Weight (W) = mass (m) × gravitational acceleration (g)
Taking gravitational acceleration as 9.8 m/s^2:
W = 20 kg × 9.8 m/s^2
W = 196 N
Now, let's draw a free body diagram of the traffic light hanging in the center of the cable.
```
|
|
|
Tension 1 === Tension 2
(left side) (right side)
|
|Traffic Light (W)
|
```
As the traffic light is in equilibrium, the vertical forces on both sides of the cable must balance each other.
Considering the left side of the cable:
Tension 1 (left side) + Weight (W) = 0 (net vertical force is zero)
Similarly, considering the right side of the cable:
Tension 2 (right side) + Weight (W) = 0 (net vertical force is zero)
Since the weight (W) is acting downwards, the tension forces are acting upwards.
Now, let's calculate the tension in each side of the cable.

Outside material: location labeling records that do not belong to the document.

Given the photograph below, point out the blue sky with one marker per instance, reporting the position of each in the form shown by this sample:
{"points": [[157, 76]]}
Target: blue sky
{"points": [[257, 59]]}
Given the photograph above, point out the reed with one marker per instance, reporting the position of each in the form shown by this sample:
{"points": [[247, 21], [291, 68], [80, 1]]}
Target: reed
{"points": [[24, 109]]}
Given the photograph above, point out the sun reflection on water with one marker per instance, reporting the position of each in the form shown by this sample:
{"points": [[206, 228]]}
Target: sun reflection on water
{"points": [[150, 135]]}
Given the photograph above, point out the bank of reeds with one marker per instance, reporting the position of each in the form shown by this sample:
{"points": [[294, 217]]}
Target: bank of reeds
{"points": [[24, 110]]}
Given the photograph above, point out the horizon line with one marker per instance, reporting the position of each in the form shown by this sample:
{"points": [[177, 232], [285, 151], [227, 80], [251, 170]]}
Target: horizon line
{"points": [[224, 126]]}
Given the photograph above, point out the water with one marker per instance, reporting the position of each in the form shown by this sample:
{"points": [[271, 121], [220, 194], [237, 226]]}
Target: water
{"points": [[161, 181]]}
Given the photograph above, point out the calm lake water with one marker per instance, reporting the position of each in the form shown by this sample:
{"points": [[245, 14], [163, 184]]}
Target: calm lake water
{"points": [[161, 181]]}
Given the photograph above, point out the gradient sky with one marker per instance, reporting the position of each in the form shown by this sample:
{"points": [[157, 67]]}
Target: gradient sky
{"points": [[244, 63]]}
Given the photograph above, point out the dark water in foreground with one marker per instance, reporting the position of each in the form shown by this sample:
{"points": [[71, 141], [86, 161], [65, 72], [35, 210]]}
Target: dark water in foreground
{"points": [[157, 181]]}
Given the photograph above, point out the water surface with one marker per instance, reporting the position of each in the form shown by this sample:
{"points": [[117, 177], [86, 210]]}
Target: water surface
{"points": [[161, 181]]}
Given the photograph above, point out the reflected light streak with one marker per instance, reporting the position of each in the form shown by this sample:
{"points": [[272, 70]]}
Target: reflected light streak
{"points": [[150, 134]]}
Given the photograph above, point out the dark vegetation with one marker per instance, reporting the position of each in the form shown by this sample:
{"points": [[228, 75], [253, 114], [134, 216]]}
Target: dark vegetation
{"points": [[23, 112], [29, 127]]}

Tension 1 (left side) = Weight (W) = 196 N
Tension 2 (right side) = Weight (W) = 196 N
Therefore, the tension in each side of the cable is 196 N.
To find the tension in each side of the cable, you can use the formula for the tension in a hanging cable:
T = w/2 + √((L^2/4) - (s^2))
Where:
T = tension in each side of the cable
w = weight of the traffic light
L = distance between the poles
s = sag in the cable
Let's substitute the given values into the formula:
w = 20 kg (weight of the traffic light)
L = 40 meters (distance between the poles)
s = 0.4 meters (sag in the cable)
Now we can calculate the tension in each side of the cable:
T = (20 kg) / 2 + √((40^2/4) - (0.4^2))
T = 10 kg + √((1600/4) - (0.16))
T = 10 kg + √(400 - 0.16)
T ≈ 10 kg + √399.84
T ≈ 10 kg + 19.996
T ≈ 29.996 kg
So, the tension in each side of the cable is approximately 29.996 kg (or approximately 300 N).